Voters rejected the levy 7,866 to 7,165, or 52 percent to 48 percent of the vote.
Police Chief Duane Whitely and a number of police officers, city workers and supporters gathered at Smitty’s on East Bridge Street to wait for the final numbers. They were confident going into Election Day they had successfully made the case for why residents should vote to increase the income tax rate by 0.25 percentage points in an effort to add approximately $2.8 million to the Police Department’s budget.
Early on, however, they saw where the vote was headed.
As results trickled in, votes in favor of the levy never came close to the amount needed for a win.
“This is hugely disappointing,” Whitely said, fatigue from a long campaign season showing on his face.
Pushing this levy to voters thrust the chief into the realm of playing politics — a tough task for someone in his first year as head of the Police Department.
“I’m not a politician. I just gave it to voters real and hoped they would see the need,” he said.
The loss also was a devastating blow to volunteers and campaign workers who for months have walked neighborhoods, telephoned voters and spoke about what the levy could do for the city at every available opportunity.
“I think we did everything to educate the public as much as possible as to the consequences of failure,” said Joe Zataar, a local businessman who volunteered to co-chair the Elyrians First Committee. “Right now, I’m really feeling for the future of this city.”
The levy was supposed to make it possible to increase the Police Department’s numbers to 100 officers, pay for additional training and fund the purchase of police cruisers and equipment. In less-tangible ways, the levy could have given residents a sense of security and turn the tide of negativity in the city, said Kevin Brubaker, Elyrians First Committee co-chairman.
“As a citizen, I feel this is a slap in the face of the Police Department,” he said.
“As a business owner and investor in this city, I can’t speak enough about safety and the need for police in our community,” Zataar added. “But I will seriously question future investments if the town doesn’t support safety and growth.”
Nonetheless, Mayor Bill Grace said the levy’s failure will not stop efforts to improve the Police Department.
With just 82 officers on the department, police cruisers that are more than five years old and no money in the current budget for training, the Police Department is as deficient as it can get. There is no choice but to make some changes, Grace said.

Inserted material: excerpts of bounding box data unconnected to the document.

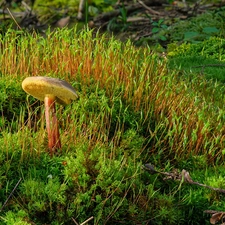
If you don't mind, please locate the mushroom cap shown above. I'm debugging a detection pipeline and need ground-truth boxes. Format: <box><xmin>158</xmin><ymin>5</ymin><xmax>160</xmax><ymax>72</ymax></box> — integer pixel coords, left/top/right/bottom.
<box><xmin>22</xmin><ymin>76</ymin><xmax>78</xmax><ymax>105</ymax></box>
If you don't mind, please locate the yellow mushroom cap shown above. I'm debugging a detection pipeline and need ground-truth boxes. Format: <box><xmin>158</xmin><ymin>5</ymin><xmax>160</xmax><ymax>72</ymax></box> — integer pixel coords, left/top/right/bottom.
<box><xmin>22</xmin><ymin>76</ymin><xmax>78</xmax><ymax>105</ymax></box>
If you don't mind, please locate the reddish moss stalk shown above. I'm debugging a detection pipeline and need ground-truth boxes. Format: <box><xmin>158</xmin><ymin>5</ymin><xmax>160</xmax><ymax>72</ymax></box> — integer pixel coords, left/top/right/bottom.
<box><xmin>44</xmin><ymin>96</ymin><xmax>61</xmax><ymax>155</ymax></box>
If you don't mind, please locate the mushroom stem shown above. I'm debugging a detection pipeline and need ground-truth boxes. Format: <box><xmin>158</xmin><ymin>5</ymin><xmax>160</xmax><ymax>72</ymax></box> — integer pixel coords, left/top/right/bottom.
<box><xmin>44</xmin><ymin>96</ymin><xmax>61</xmax><ymax>155</ymax></box>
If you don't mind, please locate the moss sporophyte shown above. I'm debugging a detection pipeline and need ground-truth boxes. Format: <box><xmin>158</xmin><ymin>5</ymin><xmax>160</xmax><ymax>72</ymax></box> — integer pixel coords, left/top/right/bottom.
<box><xmin>22</xmin><ymin>76</ymin><xmax>78</xmax><ymax>155</ymax></box>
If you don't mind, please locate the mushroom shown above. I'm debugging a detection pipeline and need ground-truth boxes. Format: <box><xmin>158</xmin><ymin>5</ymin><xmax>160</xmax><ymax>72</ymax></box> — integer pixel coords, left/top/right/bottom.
<box><xmin>22</xmin><ymin>76</ymin><xmax>78</xmax><ymax>155</ymax></box>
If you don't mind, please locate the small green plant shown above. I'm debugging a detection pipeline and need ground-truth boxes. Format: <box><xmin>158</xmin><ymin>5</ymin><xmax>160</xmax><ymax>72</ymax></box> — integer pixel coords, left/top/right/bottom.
<box><xmin>152</xmin><ymin>19</ymin><xmax>168</xmax><ymax>41</ymax></box>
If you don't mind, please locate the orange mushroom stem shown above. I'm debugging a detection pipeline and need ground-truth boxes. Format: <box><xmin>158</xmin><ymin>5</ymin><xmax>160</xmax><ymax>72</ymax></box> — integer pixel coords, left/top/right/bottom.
<box><xmin>44</xmin><ymin>96</ymin><xmax>61</xmax><ymax>155</ymax></box>
<box><xmin>22</xmin><ymin>76</ymin><xmax>78</xmax><ymax>155</ymax></box>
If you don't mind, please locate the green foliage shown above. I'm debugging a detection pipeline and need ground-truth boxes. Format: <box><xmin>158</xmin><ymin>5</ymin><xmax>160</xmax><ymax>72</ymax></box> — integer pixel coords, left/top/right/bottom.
<box><xmin>0</xmin><ymin>77</ymin><xmax>26</xmax><ymax>130</ymax></box>
<box><xmin>168</xmin><ymin>37</ymin><xmax>225</xmax><ymax>83</ymax></box>
<box><xmin>0</xmin><ymin>26</ymin><xmax>225</xmax><ymax>225</ymax></box>
<box><xmin>164</xmin><ymin>7</ymin><xmax>225</xmax><ymax>43</ymax></box>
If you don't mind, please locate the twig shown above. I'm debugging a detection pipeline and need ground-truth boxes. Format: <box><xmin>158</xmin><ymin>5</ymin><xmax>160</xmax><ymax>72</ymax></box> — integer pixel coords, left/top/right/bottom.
<box><xmin>143</xmin><ymin>164</ymin><xmax>225</xmax><ymax>194</ymax></box>
<box><xmin>0</xmin><ymin>178</ymin><xmax>22</xmax><ymax>212</ymax></box>
<box><xmin>191</xmin><ymin>64</ymin><xmax>225</xmax><ymax>73</ymax></box>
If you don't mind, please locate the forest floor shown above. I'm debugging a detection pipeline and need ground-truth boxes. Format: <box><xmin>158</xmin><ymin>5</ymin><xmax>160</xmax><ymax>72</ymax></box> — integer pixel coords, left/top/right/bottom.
<box><xmin>0</xmin><ymin>0</ymin><xmax>225</xmax><ymax>46</ymax></box>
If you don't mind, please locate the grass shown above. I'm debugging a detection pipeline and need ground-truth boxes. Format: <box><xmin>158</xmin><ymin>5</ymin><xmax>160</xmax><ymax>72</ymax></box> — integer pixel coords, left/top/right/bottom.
<box><xmin>0</xmin><ymin>29</ymin><xmax>225</xmax><ymax>225</ymax></box>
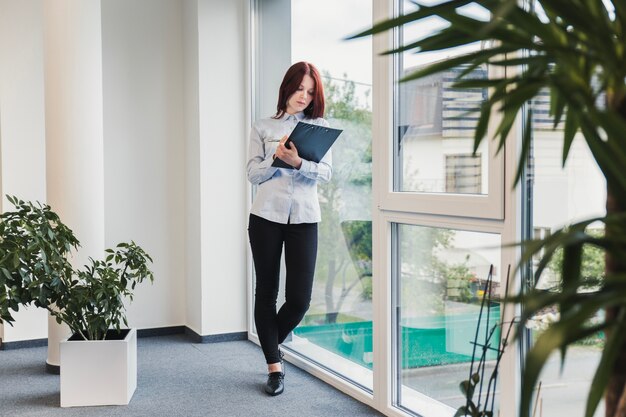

“We have to make some investments in that department,” he said. “Obviously, it will have to be modest at this point. We will have to find the funds from another place.”
For the time being, the city will get at least four new police officers thanks to a federal grant to pay the salaries and benefits of each for two years. However, Grace said he worries if the city will be able to keep them once the grant runs out.
He blamed the economy on Tuesday’s defeat.
“From everything I have heard from the people, they really wanted to pass it, but the economic situation and questions about the future meant they really couldn’t do it,” he said.
Council members who were not in favor of the levy’s design from the beginning said the failure means residents want and expect more from the city than a tax issue that throws money at just one department’s problems.
Councilwoman Mary Siwierka, D-at large, one of the levy’s opponents, has long said she would like to see immediate and thorough planning for next year’s budget — not just for the Police Department, but for the entire city.